Monitoring democratic institutions through public records

Weekly Summary — Oct 13, 2025

Weekly Overview

This week, 7 of 13 monitored areas of democratic health are flagged as concerning — the same number as last week, but with several areas worsening from "elevated" to "confirmed concern." All zero-document gaps from prior weeks are resolved: every category produced data. The total number of documents reviewed rose to 485.
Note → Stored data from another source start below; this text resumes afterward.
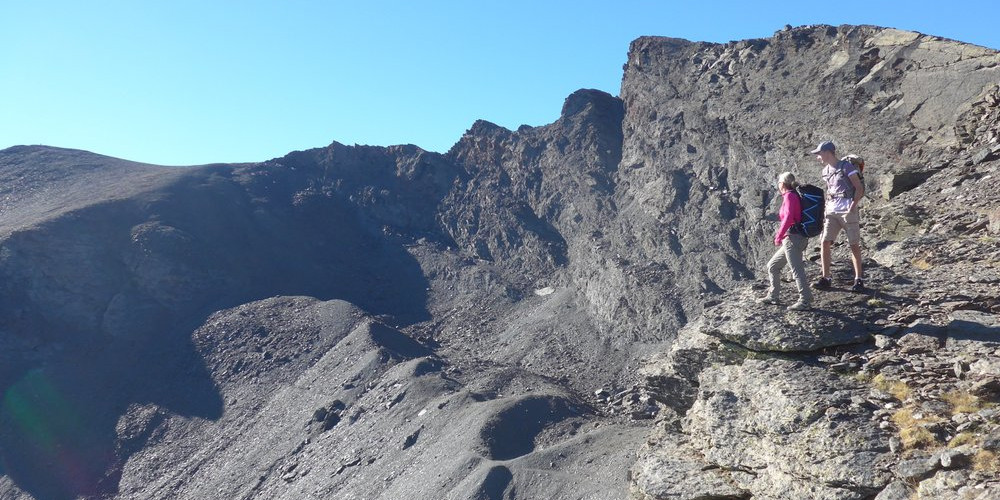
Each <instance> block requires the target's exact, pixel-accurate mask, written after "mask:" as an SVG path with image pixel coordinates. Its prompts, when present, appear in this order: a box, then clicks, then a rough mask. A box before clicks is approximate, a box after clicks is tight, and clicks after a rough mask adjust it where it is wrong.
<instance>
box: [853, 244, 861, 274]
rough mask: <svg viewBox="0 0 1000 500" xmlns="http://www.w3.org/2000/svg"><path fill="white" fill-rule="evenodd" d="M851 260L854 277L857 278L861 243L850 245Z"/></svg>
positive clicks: (859, 263)
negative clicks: (852, 268)
mask: <svg viewBox="0 0 1000 500" xmlns="http://www.w3.org/2000/svg"><path fill="white" fill-rule="evenodd" d="M851 261H853V262H854V279H855V280H859V279H861V277H862V274H861V245H859V244H854V245H851Z"/></svg>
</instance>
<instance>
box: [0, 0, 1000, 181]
mask: <svg viewBox="0 0 1000 500" xmlns="http://www.w3.org/2000/svg"><path fill="white" fill-rule="evenodd" d="M997 9H998V7H997V4H996V2H995V1H993V0H991V1H962V0H956V1H952V2H929V1H909V2H879V1H865V2H859V1H853V0H848V1H838V2H806V1H797V2H796V1H770V2H769V1H766V0H763V1H756V2H746V1H739V2H736V1H733V2H729V1H717V2H693V1H684V2H680V1H659V2H654V1H638V0H620V1H606V2H598V1H590V0H578V1H572V2H571V1H549V2H544V1H541V0H536V1H530V2H529V1H521V0H508V1H504V2H482V1H474V0H466V1H440V2H414V1H368V2H359V1H357V0H354V1H350V2H346V1H344V2H341V1H308V0H283V1H277V0H275V1H264V0H241V1H238V2H237V1H228V0H227V1H223V0H214V1H213V0H198V1H192V0H172V1H160V0H147V1H143V0H117V1H114V0H107V1H105V0H91V1H87V2H81V1H76V0H73V1H70V0H64V1H49V0H0V149H2V148H6V147H9V146H13V145H17V144H46V145H50V146H60V147H68V148H77V149H86V150H88V151H93V152H96V153H101V154H106V155H110V156H116V157H120V158H126V159H130V160H135V161H142V162H147V163H155V164H162V165H194V164H203V163H211V162H245V161H263V160H267V159H270V158H273V157H278V156H282V155H284V154H286V153H288V152H290V151H293V150H299V149H308V148H313V147H321V146H325V145H327V144H329V143H330V142H332V141H338V142H341V143H344V144H370V145H379V146H386V145H391V144H402V143H410V144H416V145H418V146H420V147H422V148H424V149H427V150H431V151H439V152H444V151H446V150H447V149H448V148H449V147H450V146H451V145H452V144H454V143H455V142H456V141H457V140H458V139H459V138H460V137H461V135H462V133H463V132H464V131H465V130H466V129H468V127H469V126H471V125H472V123H473V122H474V121H475V120H477V119H485V120H489V121H491V122H494V123H497V124H499V125H503V126H505V127H508V128H512V129H513V128H517V127H518V126H519V125H521V124H528V125H544V124H546V123H551V122H552V121H554V120H555V119H556V118H557V117H558V115H559V110H560V108H561V106H562V102H563V99H564V98H565V97H566V96H567V95H569V94H570V93H571V92H573V91H574V90H577V89H580V88H597V89H601V90H604V91H606V92H609V93H611V94H615V95H617V94H618V91H619V86H620V83H621V76H622V69H621V67H622V64H623V63H624V62H625V59H626V55H627V51H628V45H629V42H631V41H632V40H633V39H635V38H637V37H639V36H642V35H660V36H672V37H679V38H686V39H689V40H699V41H711V42H728V41H730V40H742V39H746V38H760V37H769V36H771V35H772V34H773V33H774V32H775V31H777V30H779V29H781V28H782V27H783V26H784V25H786V24H790V25H793V26H799V25H805V24H832V25H840V24H875V25H880V26H889V27H895V28H900V29H910V30H915V31H920V32H923V33H927V34H931V35H939V36H944V37H947V38H952V39H956V40H961V41H963V42H969V43H974V44H977V45H983V46H986V47H991V48H1000V30H997V29H996V20H997V19H998V15H997Z"/></svg>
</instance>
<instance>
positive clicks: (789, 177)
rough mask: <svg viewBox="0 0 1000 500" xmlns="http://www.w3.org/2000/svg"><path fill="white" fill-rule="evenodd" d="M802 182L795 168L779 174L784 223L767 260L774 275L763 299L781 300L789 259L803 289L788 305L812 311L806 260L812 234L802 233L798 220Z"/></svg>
mask: <svg viewBox="0 0 1000 500" xmlns="http://www.w3.org/2000/svg"><path fill="white" fill-rule="evenodd" d="M797 185H798V183H797V182H796V181H795V176H794V175H792V173H791V172H783V173H782V174H781V175H779V176H778V191H779V192H780V193H781V197H782V202H781V210H780V211H779V212H778V218H779V220H780V225H779V226H778V232H777V233H775V235H774V244H775V246H777V247H778V251H776V252H774V256H773V257H771V260H769V261H767V273H768V275H770V278H771V286H770V288H768V290H767V295H766V296H765V297H764V298H762V299H760V301H761V302H762V303H764V304H778V303H779V301H778V295H779V293H778V292H779V289H780V286H781V270H782V269H783V268H784V267H785V263H788V264H789V266H790V267H791V268H792V276H794V277H795V286H796V288H798V291H799V300H798V301H797V302H796V303H794V304H792V305H790V306H788V310H790V311H808V310H809V309H810V308H811V307H812V292H811V291H810V290H809V283H808V282H807V281H806V269H805V264H804V263H803V261H802V254H803V252H805V250H806V246H807V245H808V244H809V240H808V238H806V237H805V236H804V235H802V234H799V231H798V230H797V229H796V226H795V225H796V224H798V223H799V222H801V221H802V205H801V203H800V200H799V195H798V193H796V192H795V187H796V186H797Z"/></svg>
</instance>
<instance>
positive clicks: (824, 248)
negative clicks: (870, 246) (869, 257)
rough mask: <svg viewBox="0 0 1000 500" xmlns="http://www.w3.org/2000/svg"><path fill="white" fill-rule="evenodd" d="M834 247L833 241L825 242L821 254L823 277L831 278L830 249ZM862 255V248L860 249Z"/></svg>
mask: <svg viewBox="0 0 1000 500" xmlns="http://www.w3.org/2000/svg"><path fill="white" fill-rule="evenodd" d="M832 245H833V242H832V241H824V242H823V247H822V249H820V252H819V263H820V267H821V268H822V269H823V277H824V278H829V277H830V247H831V246H832ZM858 251H859V255H860V248H859V249H858Z"/></svg>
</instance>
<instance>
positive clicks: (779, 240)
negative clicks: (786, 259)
mask: <svg viewBox="0 0 1000 500" xmlns="http://www.w3.org/2000/svg"><path fill="white" fill-rule="evenodd" d="M783 196H784V198H785V199H784V200H782V202H781V210H779V211H778V220H779V221H781V225H780V226H778V233H777V234H775V235H774V244H775V245H781V242H782V241H783V240H784V239H785V236H787V235H788V230H789V229H791V227H792V226H793V225H795V224H798V223H799V222H802V204H801V203H799V195H798V193H796V192H795V191H786V192H785V194H784V195H783Z"/></svg>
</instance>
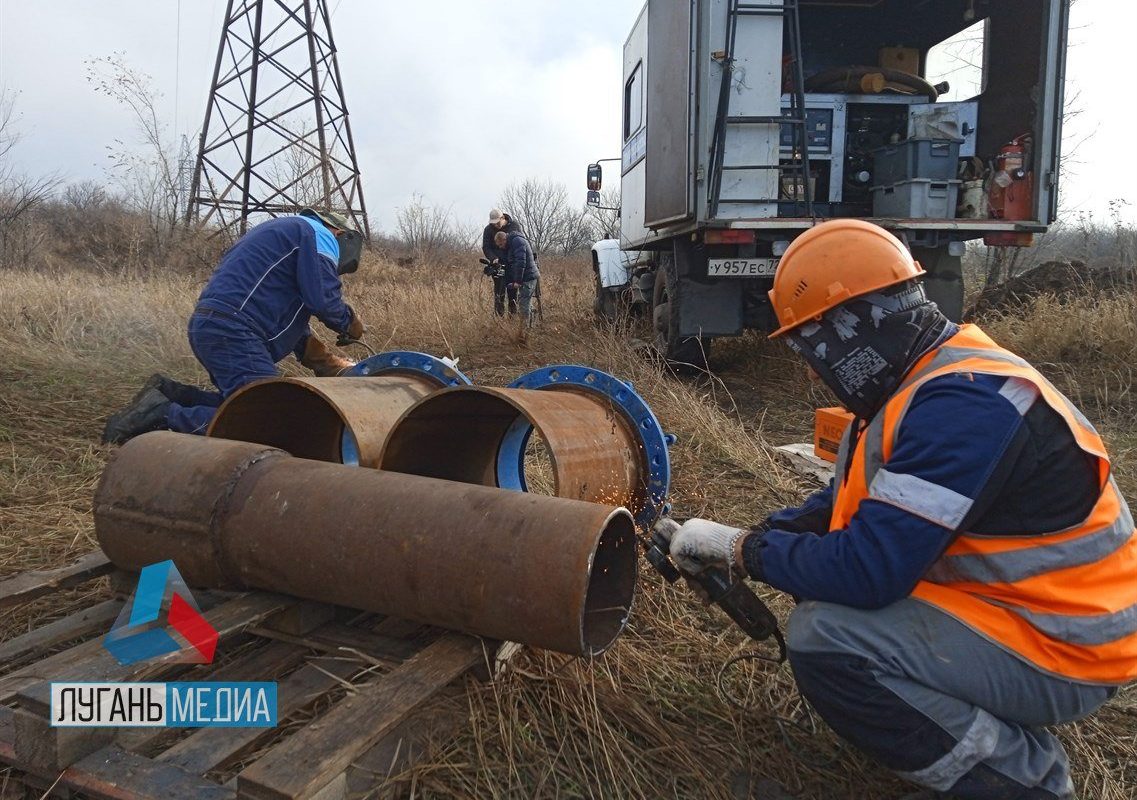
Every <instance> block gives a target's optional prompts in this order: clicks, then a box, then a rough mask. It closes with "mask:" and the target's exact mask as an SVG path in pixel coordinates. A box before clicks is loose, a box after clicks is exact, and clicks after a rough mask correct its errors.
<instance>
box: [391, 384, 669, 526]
mask: <svg viewBox="0 0 1137 800" xmlns="http://www.w3.org/2000/svg"><path fill="white" fill-rule="evenodd" d="M531 431H536V432H537V433H539V434H540V436H541V439H542V440H543V441H545V444H546V447H547V449H548V453H549V459H550V461H551V466H553V477H554V482H555V491H554V493H555V494H556V497H562V498H572V499H575V500H588V501H591V502H601V503H608V505H612V506H623V507H625V508H630V509H632V510H633V511H636V510H637V509H639V508H642V506H644V502H645V497H646V495H647V490H648V488H647V477H646V476H647V464H646V457H645V455H644V452H642V448H641V447H640V444H639V440H638V438H637V436H636V435H634V434H633V433H632V431H630V430H629V423H628V422H626V419H625V417H624V416H623V415H621V414H620V413H619V411H617V410H616V409H615V408H613V407H612V405H611V403H609V402H606V401H605V399H604V398H600V397H596V395H594V394H588V393H584V392H574V391H572V390H571V389H566V390H564V391H556V392H550V391H534V390H529V389H487V388H483V386H460V388H456V389H446V390H442V391H440V392H435V393H434V394H431V395H430V397H428V398H424V399H422V400H420V401H418V402H417V403H415V405H414V406H413V407H412V408H409V409H408V410H407V411H406V413H405V414H404V415H402V417H401V418H400V419H399V420H398V422H397V423H396V425H395V427H393V428H392V430H391V432H390V433H389V434H388V436H387V442H385V443H384V445H383V452H382V457H381V459H380V467H381V468H382V469H390V470H393V472H400V473H408V474H412V475H425V476H429V477H438V478H443V480H447V481H460V482H464V483H479V484H482V485H485V486H499V488H503V489H523V488H524V465H523V460H524V451H525V445H526V441H528V436H529V435H530V432H531Z"/></svg>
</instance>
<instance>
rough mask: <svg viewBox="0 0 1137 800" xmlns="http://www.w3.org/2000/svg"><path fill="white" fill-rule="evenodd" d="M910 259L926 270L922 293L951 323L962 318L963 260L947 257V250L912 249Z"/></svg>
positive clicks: (939, 248) (962, 300)
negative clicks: (913, 258) (916, 261)
mask: <svg viewBox="0 0 1137 800" xmlns="http://www.w3.org/2000/svg"><path fill="white" fill-rule="evenodd" d="M912 257H913V258H915V259H916V260H918V261H920V266H921V267H923V268H924V269H926V270H928V274H927V275H926V276H924V280H923V284H924V291H926V292H927V293H928V299H929V300H931V301H932V302H935V303H936V305H937V306H939V310H940V311H943V313H944V316H946V317H947V318H948V319H951V320H952V322H955V323H957V322H960V320H961V319H962V318H963V259H962V258H961V257H960V256H948V255H947V248H912Z"/></svg>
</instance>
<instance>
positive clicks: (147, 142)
mask: <svg viewBox="0 0 1137 800" xmlns="http://www.w3.org/2000/svg"><path fill="white" fill-rule="evenodd" d="M86 80H88V82H89V83H90V84H91V85H92V86H93V87H94V91H96V92H98V93H99V94H105V95H106V97H109V98H110V99H113V100H115V101H116V102H118V103H119V105H122V106H125V107H126V108H127V109H128V110H130V111H131V114H132V115H133V117H134V123H135V127H136V128H138V133H139V136H140V140H141V144H142V150H141V151H138V150H136V149H135V148H134V147H130V145H127V144H125V143H124V142H122V141H116V142H115V147H113V148H110V152H109V158H110V161H111V169H110V172H111V175H113V176H114V178H115V181H116V182H117V183H118V185H119V188H121V189H122V190H123V192H124V193H125V198H126V200H127V201H128V202H130V205H131V206H132V207H133V208H134V209H135V210H138V211H140V213H142V214H144V215H146V216H147V218H148V219H149V222H150V233H151V240H152V241H151V244H152V247H153V249H155V251H156V255H157V256H159V257H160V256H161V253H163V252H164V251H165V249H166V245H167V244H168V243H169V240H171V239H172V238H173V235H174V234H175V233H176V232H177V230H179V227H180V225H181V224H182V222H183V219H184V217H185V207H186V203H188V202H189V193H190V185H189V184H190V180H189V178H190V175H191V172H192V168H193V153H192V150H191V149H190V144H189V140H188V139H186V138H184V136H183V138H182V140H181V143H177V144H176V143H175V142H173V141H169V140H168V139H167V134H166V125H165V123H164V122H163V120H161V119H160V117H159V116H158V110H157V109H158V100H159V99H160V97H161V94H160V93H159V92H157V91H156V90H155V89H153V85H152V83H151V78H150V76H149V75H147V74H144V73H141V72H138V70H135V69H133V68H132V67H131V66H130V65H128V64H127V62H126V60H125V58H124V57H123V55H122V53H115V55H111V56H106V57H103V58H96V59H90V60H88V61H86Z"/></svg>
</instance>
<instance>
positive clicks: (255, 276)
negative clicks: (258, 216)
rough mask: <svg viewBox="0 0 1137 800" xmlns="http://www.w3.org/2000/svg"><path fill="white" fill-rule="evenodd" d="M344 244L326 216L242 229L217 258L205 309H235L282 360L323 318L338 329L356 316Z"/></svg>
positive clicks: (210, 277) (268, 349) (298, 218)
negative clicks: (345, 272)
mask: <svg viewBox="0 0 1137 800" xmlns="http://www.w3.org/2000/svg"><path fill="white" fill-rule="evenodd" d="M338 261H339V245H338V244H337V242H335V238H334V236H332V234H331V232H330V231H329V230H327V228H326V227H324V226H323V225H322V224H321V223H319V222H317V220H313V219H308V218H307V217H280V218H276V219H271V220H268V222H265V223H262V224H259V225H257V226H256V227H254V228H252V230H251V231H249V232H248V233H247V234H244V235H243V236H241V238H240V239H239V240H236V242H235V243H234V244H233V247H231V248H230V249H229V250H227V251H226V252H225V255H224V256H223V257H222V259H221V264H218V265H217V269H215V270H214V274H213V276H211V277H210V278H209V283H208V284H206V288H205V290H202V292H201V297H200V298H198V308H199V309H211V310H214V311H218V313H221V314H224V315H226V316H230V317H233V318H234V319H236V320H238V322H240V323H241V324H243V325H244V326H247V327H248V328H249V331H250V332H251V334H252V335H256V336H259V338H260V339H262V340H263V341H264V342H265V347H266V348H267V349H268V352H269V355H271V356H272V358H273V359H274V360H276V361H279V360H281V359H282V358H284V356H287V355H288V353H289V352H294V353H297V357H299V356H300V355H301V353H300V351H301V349H302V347H304V344H305V342H306V341H307V338H308V335H309V334H310V333H312V331H310V328H309V327H308V322H309V319H310V318H312V317H315V318H317V319H318V320H319V322H322V323H323V324H324V325H326V326H327V327H329V328H331V330H332V331H335V332H337V333H345V332H346V331H347V330H348V325H350V324H351V317H352V311H351V308H350V307H349V306H348V305H347V303H346V302H343V292H342V284H341V283H340V276H339V274H338V272H337V267H338Z"/></svg>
The biggest pattern this week is the government acting on multiple fronts to expand presidential authority while a government shutdown limits Congress's ability to push back. In the same week, the President signed an order routing all federal hiring through political appointees, directed the military to redirect funds Congress had earmarked for other purposes, publicly advocated sending troops into American cities to fight crime, and the Department of Homeland Security waived dozens of laws across the entire southern border for wall construction. No single one of these actions is unprecedented on its own, but together they might suggest a governing approach that treats laws designed to check presidential power as optional — something that could matter more during a shutdown, when Congress is weakened and public attention is divided.

The courts are the main institution still actively intervening. Federal judges this week blocked the federalization of Illinois National Guard troops for immigration enforcement in Illinois v. Trump, freed an asylum-seeker arrested while attending his own court hearing in Gonzalez v. Francis, and were cited for ruling that federal workforce cuts were illegal. The judicial system is working, but it is being asked to check executive action across an unusually wide range of issues simultaneously.

Limitations: This analysis is based on AI-assisted review of public documents and is not a finding of fact. Small document counts in some categories limit the reliability of trend detection, and shutdown conditions reduce government transparency.

What to watch: Whether the shutdown ends and Congress reasserts its spending and oversight authority, and whether the practice of arresting people at their own court hearings spreads or is checked by additional courts.